Physical characteristics
- Source: Unidentified Lake
- • location: Les Lacs-du-Témiscamingue
- • coordinates: 46°19′25″N 78°53′56″W﻿ / ﻿46.32361°N 78.89889°W
- • elevation: 359 m (1,178 ft)
- Mouth: Ottawa River
- • location: Les Lacs-du-Témiscamingue
- • coordinates: 46°13′34″N 77°54′54″W﻿ / ﻿46.22611°N 77.91500°W
- • elevation: 145 m (476 ft)
- Length: 14 km (8.7 mi)

= Petite rivière à l'Ours =

The Petite rivière à l'Ours (English: Little Bear River) is a tributary of the Ottawa River. La Petite Rivière à l'Ours crosses the unorganized territory Les Lacs-du-Témiscamingue, in the Témiscamingue Regional County Municipality, in the administrative region of Abitibi-Témiscamingue, in the province of Quebec, in Canada.

From the second half of the 19th century, forestry was the predominant economic activity in the sector. Recreational and tourist activities have developed there, especially in the 20th century.

== Geography ==

The neighboring watersheds of the Petite rivière à l'Ours are:

- north side: Fildegrand River;
- east side: Fildegrand River, Dumoine River;
- south side: Ottawa River;
- west side: Rivière à l'Ours, Whitton Lake.

Lake Junco (length: 0.6 km; altitude: 375 m) constitutes the head of the "little Bear river". This body of water is located south and west of the Fildegrand River.

From this head lake, the Petite rivière à l'Ours flows zigzagging over 5.8 km towards the southwest, in particular by crossing Lake Loriot and marsh areas, until to an unnamed lake receiving the outlet (coming from the northwest) from Whitton Lake (length: 0.8 km; altitude: 376 m), which the current crosses 280 m to the southwest.

From there, the Petite rivière à l'Ours flows for 3.5 km south in Zec Dumoine to the north shore of Petit lac à l'Ours (length: 1.7 km; altitude: 271 m) which receives the discharge (coming from the northwest) of Parogee Lake (length: 0.6 km ), then 4.7 km to the south-east in a small valley. The river pours into the bottom of a bay (275 m) on the east bank of the Ottawa River, in Holden Lake, facing Grants Creek (Ontario) and Pichette Bay (Ontario).

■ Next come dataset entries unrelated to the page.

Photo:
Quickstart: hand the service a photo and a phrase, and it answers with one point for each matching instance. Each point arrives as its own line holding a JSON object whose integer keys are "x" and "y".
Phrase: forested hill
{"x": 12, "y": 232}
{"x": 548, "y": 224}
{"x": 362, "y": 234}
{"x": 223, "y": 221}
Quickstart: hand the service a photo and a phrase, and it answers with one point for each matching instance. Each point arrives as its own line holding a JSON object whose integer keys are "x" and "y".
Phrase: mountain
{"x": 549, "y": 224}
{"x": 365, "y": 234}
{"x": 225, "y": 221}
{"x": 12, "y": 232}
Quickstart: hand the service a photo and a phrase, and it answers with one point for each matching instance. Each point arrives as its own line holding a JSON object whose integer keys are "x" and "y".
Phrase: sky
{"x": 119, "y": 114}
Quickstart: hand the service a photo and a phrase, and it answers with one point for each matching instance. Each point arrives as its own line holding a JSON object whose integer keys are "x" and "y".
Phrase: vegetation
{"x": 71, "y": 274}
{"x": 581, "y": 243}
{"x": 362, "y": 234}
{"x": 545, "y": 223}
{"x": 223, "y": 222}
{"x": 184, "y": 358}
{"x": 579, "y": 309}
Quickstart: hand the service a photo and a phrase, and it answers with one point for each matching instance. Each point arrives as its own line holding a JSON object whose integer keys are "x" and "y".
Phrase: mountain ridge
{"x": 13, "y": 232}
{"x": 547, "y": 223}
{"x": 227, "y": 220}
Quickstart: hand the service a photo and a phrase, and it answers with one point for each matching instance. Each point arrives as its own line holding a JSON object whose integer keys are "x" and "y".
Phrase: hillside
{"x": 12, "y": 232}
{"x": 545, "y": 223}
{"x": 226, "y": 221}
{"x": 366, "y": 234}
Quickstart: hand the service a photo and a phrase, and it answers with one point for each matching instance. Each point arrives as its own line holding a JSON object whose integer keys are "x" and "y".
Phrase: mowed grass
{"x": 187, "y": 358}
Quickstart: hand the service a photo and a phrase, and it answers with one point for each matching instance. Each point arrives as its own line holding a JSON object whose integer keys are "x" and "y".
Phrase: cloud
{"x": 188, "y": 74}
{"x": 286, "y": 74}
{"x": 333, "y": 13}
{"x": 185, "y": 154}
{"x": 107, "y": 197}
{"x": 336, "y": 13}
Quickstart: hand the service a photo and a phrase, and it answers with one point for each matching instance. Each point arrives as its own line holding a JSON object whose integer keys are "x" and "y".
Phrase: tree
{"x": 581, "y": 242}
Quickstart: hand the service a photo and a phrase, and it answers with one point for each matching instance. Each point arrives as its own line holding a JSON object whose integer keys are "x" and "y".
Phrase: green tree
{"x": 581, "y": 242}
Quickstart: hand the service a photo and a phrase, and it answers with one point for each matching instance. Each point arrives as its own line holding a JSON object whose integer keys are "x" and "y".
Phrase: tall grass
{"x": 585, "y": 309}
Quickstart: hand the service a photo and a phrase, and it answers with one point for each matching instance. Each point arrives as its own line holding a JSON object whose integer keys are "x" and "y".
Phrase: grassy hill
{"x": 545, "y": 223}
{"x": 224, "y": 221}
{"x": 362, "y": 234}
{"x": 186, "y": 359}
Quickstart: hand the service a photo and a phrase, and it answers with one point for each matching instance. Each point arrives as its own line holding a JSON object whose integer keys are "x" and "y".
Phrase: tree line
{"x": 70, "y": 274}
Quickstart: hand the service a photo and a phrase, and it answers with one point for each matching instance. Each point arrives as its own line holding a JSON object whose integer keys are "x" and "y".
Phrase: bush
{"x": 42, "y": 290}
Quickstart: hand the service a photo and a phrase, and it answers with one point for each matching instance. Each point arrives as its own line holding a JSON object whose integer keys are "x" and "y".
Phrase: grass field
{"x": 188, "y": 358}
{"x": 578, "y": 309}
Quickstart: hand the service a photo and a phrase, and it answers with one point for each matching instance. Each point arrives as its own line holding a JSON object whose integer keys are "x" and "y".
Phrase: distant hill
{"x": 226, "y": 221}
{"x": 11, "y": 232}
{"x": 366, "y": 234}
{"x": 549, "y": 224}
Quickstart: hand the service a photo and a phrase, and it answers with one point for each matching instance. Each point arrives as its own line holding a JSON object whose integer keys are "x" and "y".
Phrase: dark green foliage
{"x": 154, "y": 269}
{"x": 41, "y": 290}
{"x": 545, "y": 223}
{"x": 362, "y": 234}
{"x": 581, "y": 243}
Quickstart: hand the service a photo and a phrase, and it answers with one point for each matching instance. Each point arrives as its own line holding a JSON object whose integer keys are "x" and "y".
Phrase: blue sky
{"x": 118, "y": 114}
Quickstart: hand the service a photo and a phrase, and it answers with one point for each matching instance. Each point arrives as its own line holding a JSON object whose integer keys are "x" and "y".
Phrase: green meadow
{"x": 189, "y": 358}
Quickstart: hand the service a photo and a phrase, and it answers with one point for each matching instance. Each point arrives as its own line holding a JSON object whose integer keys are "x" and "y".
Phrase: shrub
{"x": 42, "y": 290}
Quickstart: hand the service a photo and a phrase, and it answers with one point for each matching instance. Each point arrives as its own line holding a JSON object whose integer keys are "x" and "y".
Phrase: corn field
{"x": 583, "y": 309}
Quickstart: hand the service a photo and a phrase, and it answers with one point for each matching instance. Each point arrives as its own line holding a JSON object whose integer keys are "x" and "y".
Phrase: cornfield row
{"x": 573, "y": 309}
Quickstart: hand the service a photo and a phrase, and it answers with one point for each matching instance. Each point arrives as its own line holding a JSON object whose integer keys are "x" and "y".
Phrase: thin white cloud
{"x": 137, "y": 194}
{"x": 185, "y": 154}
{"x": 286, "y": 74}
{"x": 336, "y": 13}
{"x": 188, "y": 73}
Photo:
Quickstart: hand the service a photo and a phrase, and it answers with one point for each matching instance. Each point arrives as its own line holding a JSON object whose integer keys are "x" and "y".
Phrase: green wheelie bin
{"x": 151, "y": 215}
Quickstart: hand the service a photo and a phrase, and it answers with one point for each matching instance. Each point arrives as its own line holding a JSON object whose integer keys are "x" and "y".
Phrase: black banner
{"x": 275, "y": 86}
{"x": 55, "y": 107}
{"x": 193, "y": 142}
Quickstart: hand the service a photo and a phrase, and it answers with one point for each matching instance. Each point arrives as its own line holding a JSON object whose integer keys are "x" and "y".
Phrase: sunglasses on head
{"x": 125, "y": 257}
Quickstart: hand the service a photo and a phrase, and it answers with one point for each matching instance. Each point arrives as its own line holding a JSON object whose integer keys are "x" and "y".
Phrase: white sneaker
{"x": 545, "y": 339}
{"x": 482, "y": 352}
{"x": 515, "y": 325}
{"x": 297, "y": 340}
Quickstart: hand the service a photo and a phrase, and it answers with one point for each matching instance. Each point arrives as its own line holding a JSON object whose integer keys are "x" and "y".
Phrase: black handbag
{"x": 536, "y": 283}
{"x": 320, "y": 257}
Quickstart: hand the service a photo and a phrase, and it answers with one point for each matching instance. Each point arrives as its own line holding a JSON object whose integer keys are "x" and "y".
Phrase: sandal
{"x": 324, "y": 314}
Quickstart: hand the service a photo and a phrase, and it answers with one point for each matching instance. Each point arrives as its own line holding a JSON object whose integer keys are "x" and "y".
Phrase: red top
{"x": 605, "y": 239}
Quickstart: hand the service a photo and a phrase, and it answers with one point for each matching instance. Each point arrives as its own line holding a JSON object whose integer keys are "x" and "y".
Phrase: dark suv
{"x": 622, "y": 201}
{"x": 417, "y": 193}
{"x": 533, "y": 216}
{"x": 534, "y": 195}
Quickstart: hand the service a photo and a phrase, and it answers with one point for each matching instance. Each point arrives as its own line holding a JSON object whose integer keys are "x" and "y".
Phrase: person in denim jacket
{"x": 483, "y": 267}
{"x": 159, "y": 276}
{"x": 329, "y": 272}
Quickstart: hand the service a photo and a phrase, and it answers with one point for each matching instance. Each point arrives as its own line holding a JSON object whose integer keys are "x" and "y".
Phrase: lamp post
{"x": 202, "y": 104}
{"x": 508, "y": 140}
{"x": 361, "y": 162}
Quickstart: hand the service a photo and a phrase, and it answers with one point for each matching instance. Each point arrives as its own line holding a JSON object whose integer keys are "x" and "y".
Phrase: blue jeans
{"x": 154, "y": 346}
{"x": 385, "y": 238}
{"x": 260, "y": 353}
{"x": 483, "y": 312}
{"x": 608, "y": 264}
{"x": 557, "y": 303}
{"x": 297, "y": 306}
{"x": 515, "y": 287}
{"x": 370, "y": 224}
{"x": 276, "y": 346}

The mouth of the Petite rivière à l'Ours is located 3.7 km downstream of the mouth of the rivière à l'Ours and 4.8 km upstream of the mouth of the Dumoine River.

== Toponymy ==

Animals are used frequently in French Canadian toponymy. The bear is an animal respected for its character and its strength. Its meat is edible. Its bones (after having been cut or sharpened) can be used to make tools, such as scrapers, or weapons. Its skin can be used in particular for clothing, bags, blankets, carpets or shelter. The bear is the subject of several legends, generally of Aboriginal origin.

The toponym Petite rivière à l'Ours is associated with the nearby watercourse (west side) which is designated rivière à l'Ours.

The toponym Petite rivière à l'Ours was formalized on 5 December 1968 at the Commission de toponymie du Québec.